EPA long has been anticipated to take a very aggressive approach to its authority under Section 111(d) to adopt as BSER for greenhouse gases from power plants requirements that go beyond controls that can be implemented at the source itself. This is for the simple reason that a program limited to standards that impose requirements to control emissions only at the plant would be limited, in the absence of mature carbon sequestration and storage technology, to energy efficiency measures that cannot achieve major reductions. Thus, even prior to this proposal, debate has largely focused on whether the statutory definition of BSER is broad enough to encompass a “system” that basically requires that the plant not utilize its capacity such that other sources substitute for the plant’s production or that demand for the plant’s production be controlled.

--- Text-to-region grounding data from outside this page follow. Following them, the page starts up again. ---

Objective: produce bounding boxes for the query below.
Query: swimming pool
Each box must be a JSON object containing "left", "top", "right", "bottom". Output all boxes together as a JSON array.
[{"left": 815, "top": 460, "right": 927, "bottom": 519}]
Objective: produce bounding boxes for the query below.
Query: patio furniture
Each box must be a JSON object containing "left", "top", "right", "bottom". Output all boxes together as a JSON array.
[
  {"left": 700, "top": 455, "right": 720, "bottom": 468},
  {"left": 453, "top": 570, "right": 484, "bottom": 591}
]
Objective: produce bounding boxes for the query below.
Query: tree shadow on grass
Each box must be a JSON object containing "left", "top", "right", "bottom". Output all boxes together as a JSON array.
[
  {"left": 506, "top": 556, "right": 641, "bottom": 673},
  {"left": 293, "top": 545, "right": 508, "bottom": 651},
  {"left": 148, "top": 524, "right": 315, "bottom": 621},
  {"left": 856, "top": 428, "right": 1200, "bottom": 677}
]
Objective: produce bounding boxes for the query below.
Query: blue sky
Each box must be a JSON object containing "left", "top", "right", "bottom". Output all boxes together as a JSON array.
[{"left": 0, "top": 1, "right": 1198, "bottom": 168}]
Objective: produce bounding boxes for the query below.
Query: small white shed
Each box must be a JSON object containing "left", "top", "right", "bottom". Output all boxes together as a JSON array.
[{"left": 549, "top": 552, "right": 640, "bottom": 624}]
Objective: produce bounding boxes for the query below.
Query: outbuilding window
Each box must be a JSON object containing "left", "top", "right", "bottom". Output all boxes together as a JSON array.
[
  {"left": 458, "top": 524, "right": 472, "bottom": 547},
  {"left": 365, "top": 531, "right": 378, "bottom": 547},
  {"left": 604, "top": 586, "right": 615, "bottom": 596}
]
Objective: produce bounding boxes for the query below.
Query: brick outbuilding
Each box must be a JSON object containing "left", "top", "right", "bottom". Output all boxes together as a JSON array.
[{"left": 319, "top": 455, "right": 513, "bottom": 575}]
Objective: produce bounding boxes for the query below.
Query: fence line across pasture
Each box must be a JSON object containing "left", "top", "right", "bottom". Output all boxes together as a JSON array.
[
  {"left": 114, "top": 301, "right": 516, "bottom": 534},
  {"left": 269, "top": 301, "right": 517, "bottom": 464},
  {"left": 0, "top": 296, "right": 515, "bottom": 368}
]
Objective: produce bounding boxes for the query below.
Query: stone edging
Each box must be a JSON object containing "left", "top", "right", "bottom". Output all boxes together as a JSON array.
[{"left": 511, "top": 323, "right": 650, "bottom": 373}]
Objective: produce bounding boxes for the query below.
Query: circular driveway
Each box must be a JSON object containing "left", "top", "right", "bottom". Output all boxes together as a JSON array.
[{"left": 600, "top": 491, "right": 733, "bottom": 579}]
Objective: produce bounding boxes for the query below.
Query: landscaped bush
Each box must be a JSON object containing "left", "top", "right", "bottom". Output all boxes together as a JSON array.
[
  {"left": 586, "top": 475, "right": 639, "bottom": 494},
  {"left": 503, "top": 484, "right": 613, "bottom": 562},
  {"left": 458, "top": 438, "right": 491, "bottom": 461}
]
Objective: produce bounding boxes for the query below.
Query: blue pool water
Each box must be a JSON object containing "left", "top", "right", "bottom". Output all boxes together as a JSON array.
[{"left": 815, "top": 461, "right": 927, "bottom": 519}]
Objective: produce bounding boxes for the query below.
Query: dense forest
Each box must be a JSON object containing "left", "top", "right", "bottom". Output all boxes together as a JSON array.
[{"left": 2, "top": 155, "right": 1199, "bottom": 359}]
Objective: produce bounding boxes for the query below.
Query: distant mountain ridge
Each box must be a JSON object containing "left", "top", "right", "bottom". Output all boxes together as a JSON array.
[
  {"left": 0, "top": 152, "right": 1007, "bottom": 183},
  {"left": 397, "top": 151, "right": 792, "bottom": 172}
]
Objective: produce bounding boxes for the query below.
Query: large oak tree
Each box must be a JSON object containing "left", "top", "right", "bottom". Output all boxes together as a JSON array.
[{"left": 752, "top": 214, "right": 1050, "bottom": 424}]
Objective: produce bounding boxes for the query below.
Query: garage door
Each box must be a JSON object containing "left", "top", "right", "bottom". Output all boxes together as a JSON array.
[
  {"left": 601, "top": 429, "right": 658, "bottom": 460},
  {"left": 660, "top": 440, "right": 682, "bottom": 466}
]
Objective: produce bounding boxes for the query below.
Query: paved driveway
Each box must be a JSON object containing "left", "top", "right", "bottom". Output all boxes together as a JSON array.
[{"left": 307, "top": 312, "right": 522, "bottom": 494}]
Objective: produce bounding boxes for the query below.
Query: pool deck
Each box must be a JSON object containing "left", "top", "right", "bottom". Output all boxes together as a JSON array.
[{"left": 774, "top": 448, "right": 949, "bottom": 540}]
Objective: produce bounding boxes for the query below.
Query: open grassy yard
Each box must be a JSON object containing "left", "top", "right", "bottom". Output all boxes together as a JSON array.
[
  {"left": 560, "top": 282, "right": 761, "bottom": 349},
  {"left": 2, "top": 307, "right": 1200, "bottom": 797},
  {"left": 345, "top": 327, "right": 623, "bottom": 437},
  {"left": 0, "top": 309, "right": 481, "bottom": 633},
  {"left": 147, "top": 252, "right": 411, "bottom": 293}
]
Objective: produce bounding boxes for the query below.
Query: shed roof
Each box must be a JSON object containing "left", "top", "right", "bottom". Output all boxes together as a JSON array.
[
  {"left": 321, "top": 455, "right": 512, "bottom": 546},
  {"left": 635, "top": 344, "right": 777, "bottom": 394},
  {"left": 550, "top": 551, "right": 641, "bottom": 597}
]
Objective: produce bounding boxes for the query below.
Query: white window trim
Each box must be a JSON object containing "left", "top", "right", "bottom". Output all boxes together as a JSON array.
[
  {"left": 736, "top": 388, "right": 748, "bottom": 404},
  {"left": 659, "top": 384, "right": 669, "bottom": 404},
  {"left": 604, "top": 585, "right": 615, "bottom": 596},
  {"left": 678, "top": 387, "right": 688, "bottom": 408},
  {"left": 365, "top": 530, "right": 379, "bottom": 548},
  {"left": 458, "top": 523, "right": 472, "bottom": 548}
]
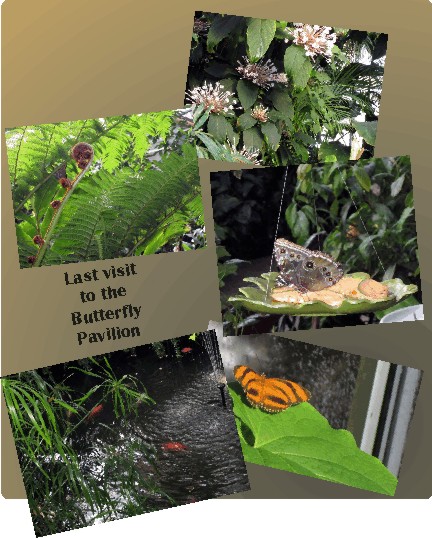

The limits of EPA authority may become further apparent in the scenario where a state fails to submit a plan. In such a situation, Section 111(d)(2)(A) allows EPA to create its own federal implementation plan for the state. It is not clear how EPA would exercise such authority as a matter of federal law. For example, opponents of EPA plans may argue that Congress did not intend to allow EPA to regulate the dispatch of electricity through Section 111. Even an EPA requirement that coal-fired plants materially reduce their capacity utilization raises a host of energy regulatory and reliability concerns. The same argument could be made for EPA requirements to build a particular mix of future energy sources or the implementation of demand side energy controls. And, even if EPA has such authority, the question remains as to whether EPA has the capacity and expertise to govern electricity markets. After all, the implementation of the building blocks will require policy choices that affect the very reliability of each state’s power grid.
In addition to EPA’s authority over energy markets, some have questioned whether EPA will ultimately have authority to issue the 111(d) rule at all. EPA’s 111(d) rule is premised on regulation of the same source category and pollutant under Section 111(b). EPA’s 111(b) rules for new power plants have not yet been finalized. When they are, they will certainly be subject to legal challenge. If they are overturned, EPA will arguably no longer have the authority to issue the 111(d) rule.
Regulation of existing power plant carbon dioxide emissions under Section 111(d) of the CAA would be unprecedented in its scope and complexity. Significant questions remain as to the legal authority of EPA’s proposal, as well as the mechanics of how such a proposal will be implemented. As currently structured, EPA potentially would be assuming a role in the dispatch of power plants and imposing a requirement to assume such a role on the states, a role that EPA and states may neither want nor be fully equipped to handle.